A Psalm for Nineteen-Four

Lift up, ye range of everlasting hills,
Ring out, forgotten music of the spheres,
Unfold, ye virgin train, attendant still,
Against the dark seal of the cycled years.

Oh! Cherubim and Seraphim that cry
By day and night around the great white throne, —
Oh! silver-winged Ariel, give back
To dulled and earthly ears the raptured tone.

For we who live, but stand on Nebo's height,
And gaze with humbled eyes, half dim with shame,
From wrecks our hands have left upon the past,
To where the horns of dawn-tipped promise flame.

Jehovah! Thou art God, — we cry to Thee, —
Back from the primal morn our voices rise;
Jehovah-jireh, blot the Eden page,
And look in ours, as in Thy Adam's eyes.

Forgive the doubting acts of foolish hearts,
Forgetful that Thy hand would shield from harm;
Beshrive those who have closed the golden year,
With brunt of war and sounding clash of arms.

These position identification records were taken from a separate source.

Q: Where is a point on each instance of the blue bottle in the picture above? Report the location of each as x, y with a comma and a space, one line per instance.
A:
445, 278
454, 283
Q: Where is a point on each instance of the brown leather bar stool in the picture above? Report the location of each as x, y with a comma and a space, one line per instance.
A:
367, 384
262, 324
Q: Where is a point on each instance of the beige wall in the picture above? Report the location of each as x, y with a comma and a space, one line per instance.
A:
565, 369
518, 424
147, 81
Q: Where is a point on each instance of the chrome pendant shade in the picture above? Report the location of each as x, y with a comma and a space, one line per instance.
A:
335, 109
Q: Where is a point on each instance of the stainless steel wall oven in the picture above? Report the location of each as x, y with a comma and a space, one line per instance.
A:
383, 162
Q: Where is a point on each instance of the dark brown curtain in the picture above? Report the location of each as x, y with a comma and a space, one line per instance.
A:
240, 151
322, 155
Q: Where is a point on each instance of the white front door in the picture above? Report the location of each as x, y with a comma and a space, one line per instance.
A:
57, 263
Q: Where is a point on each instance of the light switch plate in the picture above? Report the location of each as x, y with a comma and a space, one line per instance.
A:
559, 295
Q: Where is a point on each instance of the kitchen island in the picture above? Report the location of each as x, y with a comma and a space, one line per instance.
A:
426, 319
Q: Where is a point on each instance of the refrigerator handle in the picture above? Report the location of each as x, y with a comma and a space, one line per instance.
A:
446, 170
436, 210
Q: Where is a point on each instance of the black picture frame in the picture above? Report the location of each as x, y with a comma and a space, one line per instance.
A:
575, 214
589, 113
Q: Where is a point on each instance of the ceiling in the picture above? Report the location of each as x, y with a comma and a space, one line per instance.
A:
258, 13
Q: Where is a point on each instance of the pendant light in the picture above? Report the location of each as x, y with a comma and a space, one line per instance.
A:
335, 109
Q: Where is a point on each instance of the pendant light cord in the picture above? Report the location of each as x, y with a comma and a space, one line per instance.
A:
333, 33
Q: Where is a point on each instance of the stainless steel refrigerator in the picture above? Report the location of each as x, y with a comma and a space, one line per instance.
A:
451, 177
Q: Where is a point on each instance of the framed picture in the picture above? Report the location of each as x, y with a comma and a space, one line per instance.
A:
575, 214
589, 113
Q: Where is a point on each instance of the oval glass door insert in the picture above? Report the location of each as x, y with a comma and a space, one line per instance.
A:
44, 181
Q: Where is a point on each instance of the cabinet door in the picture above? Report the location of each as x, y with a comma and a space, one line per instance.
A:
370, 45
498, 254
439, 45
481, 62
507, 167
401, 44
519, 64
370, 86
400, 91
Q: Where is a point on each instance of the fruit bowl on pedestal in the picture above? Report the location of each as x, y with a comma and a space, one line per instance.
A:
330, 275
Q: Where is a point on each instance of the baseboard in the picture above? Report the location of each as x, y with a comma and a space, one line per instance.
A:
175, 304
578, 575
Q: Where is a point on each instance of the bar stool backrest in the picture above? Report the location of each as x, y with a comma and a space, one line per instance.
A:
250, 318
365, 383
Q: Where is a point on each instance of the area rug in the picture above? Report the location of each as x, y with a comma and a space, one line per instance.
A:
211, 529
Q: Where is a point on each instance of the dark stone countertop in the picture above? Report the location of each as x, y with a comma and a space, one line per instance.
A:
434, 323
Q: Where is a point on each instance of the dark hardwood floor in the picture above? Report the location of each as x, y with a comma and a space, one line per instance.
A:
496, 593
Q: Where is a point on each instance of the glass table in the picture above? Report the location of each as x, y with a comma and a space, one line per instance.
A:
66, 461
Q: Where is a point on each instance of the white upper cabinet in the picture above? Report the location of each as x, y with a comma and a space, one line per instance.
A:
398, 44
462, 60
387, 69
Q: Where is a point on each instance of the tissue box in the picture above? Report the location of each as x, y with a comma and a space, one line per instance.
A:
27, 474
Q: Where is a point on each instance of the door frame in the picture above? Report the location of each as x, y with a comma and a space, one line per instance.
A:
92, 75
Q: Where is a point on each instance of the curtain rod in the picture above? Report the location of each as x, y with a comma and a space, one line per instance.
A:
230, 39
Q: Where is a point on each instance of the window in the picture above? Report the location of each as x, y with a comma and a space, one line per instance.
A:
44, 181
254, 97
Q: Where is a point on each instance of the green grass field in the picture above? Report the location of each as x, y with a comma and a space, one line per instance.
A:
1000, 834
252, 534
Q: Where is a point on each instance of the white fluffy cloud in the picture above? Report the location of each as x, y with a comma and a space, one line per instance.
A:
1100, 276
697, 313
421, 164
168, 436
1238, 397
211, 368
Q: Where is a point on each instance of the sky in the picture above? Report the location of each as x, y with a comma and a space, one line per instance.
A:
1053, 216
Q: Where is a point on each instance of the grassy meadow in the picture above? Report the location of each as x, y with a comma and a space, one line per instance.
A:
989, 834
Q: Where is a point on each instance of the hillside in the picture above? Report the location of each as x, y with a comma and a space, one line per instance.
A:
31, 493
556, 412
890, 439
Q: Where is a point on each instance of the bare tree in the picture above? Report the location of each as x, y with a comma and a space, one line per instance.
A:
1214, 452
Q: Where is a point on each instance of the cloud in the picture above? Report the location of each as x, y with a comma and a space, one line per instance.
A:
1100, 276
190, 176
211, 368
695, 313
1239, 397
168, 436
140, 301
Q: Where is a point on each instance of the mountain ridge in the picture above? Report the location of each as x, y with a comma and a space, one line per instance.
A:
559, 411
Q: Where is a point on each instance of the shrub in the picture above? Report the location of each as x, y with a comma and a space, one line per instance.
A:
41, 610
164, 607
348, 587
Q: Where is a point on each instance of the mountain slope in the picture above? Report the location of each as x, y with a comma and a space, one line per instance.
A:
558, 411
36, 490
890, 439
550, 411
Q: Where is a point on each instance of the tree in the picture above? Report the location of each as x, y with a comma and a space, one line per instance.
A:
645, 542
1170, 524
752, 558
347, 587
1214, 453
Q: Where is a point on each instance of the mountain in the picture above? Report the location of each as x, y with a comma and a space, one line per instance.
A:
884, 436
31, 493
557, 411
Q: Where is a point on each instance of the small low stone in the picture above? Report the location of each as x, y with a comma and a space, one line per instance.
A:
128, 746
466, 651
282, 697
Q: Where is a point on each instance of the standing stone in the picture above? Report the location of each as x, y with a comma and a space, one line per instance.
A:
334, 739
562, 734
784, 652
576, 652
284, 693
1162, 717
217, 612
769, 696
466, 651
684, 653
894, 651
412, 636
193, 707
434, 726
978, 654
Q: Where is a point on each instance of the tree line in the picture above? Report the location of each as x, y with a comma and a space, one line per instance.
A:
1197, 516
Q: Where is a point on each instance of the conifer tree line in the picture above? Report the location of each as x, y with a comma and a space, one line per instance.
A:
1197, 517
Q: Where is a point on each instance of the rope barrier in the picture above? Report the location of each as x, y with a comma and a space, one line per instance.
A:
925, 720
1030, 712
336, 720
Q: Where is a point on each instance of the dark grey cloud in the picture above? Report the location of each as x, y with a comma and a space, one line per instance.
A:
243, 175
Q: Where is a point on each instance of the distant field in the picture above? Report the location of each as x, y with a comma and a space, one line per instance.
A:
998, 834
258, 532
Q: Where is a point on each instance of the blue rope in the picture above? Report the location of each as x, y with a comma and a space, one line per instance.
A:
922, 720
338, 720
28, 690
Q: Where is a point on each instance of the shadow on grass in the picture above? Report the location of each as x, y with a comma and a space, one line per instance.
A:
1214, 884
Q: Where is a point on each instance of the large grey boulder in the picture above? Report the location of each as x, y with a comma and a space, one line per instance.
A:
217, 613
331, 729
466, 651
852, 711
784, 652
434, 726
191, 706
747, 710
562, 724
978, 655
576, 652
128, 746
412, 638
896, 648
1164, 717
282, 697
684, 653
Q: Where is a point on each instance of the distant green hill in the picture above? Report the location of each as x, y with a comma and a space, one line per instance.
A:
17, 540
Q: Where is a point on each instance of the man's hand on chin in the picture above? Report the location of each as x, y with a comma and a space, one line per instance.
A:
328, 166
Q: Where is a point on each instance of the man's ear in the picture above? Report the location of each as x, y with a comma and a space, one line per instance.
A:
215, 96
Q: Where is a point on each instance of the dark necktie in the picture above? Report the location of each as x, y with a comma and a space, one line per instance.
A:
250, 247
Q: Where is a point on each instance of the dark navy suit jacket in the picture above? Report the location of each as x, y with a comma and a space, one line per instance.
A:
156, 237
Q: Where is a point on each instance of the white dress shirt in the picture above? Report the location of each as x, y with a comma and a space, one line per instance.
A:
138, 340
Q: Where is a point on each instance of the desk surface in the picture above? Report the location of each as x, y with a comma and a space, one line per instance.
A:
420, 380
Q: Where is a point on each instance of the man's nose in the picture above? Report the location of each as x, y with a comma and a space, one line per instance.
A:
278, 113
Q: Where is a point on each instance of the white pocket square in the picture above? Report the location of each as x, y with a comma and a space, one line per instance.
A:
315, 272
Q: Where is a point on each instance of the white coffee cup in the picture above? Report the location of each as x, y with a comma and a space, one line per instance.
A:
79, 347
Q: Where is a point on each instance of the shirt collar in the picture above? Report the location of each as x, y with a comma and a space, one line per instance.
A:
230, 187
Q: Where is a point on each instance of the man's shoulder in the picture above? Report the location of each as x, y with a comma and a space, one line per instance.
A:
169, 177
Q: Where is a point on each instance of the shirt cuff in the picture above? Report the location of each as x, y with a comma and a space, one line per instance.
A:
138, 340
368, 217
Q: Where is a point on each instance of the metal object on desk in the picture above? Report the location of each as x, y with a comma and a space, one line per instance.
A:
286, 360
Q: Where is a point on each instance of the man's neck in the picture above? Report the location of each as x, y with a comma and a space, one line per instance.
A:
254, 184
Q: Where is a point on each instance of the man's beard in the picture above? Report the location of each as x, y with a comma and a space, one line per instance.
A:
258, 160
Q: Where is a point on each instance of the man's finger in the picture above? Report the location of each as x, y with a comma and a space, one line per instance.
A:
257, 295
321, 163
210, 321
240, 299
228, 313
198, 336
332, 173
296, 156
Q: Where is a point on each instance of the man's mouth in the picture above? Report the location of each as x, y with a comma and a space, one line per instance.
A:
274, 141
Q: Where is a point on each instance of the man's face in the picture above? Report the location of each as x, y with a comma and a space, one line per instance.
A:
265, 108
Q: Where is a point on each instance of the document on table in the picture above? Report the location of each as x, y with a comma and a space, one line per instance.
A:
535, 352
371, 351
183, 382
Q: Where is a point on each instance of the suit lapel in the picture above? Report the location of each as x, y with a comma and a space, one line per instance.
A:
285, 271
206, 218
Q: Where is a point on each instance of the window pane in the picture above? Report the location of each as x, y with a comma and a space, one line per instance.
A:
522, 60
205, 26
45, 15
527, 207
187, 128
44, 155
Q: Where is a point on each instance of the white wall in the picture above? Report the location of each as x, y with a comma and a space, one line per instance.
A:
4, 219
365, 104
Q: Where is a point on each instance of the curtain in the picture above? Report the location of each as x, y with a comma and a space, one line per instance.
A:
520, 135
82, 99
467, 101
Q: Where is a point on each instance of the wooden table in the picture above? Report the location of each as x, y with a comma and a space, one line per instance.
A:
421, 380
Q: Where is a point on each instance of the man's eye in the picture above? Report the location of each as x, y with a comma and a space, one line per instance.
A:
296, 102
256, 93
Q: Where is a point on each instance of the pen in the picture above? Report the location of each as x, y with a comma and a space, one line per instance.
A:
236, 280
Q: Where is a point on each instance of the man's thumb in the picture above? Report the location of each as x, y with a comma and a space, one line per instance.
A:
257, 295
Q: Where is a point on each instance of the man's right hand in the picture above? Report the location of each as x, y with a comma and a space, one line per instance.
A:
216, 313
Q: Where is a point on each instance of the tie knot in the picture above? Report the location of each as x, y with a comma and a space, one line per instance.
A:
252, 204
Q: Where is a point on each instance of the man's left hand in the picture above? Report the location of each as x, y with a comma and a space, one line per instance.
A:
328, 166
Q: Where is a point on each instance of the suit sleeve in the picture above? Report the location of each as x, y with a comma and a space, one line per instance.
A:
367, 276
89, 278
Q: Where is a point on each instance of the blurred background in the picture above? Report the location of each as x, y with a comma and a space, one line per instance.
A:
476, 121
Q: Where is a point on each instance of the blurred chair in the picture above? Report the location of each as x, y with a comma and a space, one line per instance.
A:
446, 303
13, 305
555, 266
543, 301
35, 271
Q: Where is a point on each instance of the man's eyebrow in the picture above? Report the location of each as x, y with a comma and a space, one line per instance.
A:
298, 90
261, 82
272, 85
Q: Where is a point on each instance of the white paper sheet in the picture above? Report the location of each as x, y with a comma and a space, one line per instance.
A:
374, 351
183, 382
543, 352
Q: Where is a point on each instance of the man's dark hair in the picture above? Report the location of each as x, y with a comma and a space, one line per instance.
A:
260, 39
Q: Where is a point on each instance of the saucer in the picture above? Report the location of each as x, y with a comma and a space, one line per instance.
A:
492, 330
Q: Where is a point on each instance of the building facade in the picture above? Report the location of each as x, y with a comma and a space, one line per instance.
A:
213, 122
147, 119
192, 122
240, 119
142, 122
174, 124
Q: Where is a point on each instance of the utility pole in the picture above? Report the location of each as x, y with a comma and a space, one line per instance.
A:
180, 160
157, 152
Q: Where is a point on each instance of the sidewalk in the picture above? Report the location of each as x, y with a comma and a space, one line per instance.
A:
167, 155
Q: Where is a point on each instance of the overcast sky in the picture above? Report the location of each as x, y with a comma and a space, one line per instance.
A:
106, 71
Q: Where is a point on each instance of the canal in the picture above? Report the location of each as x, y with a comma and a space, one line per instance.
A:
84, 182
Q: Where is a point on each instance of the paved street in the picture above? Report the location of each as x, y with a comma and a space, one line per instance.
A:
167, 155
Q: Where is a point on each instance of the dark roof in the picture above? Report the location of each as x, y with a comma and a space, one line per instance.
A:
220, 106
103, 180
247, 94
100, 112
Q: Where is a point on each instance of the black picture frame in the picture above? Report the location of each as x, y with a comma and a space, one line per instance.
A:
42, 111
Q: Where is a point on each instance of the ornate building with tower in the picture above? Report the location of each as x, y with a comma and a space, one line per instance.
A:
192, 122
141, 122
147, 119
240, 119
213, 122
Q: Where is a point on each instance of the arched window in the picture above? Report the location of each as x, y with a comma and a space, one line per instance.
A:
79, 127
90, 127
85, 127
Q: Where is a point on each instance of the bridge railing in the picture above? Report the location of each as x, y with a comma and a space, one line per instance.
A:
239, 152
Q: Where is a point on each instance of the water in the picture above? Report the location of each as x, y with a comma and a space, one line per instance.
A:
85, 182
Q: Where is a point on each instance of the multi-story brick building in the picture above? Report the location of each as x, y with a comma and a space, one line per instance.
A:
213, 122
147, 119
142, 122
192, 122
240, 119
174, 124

We question of the skies, for rumors drop
Like sharpened stones upon the path of youth;
Clear Thou these pebbles of confusing doubt,
Give us to see the sureties of truth.

Burn with Thy word the tangled creeds that fret
The stumbling feet of children at Thy skirt;
Turn back the wisdom of the sage who prates
A blatant dogma to his brothers' hurt.

Give Thou this new-born thing to us for peace;
Beneath the shields of warring nations find,
Touched by Thy finger, scourged and purified,
The brotherhood of every humankind.

Thou art Jehovah of the quick and dead;
The passion-swept, the dreamers in the sod;
Who art the King Almighty, Lord of Hosts,
Be Thou, through faith, our Father and our God!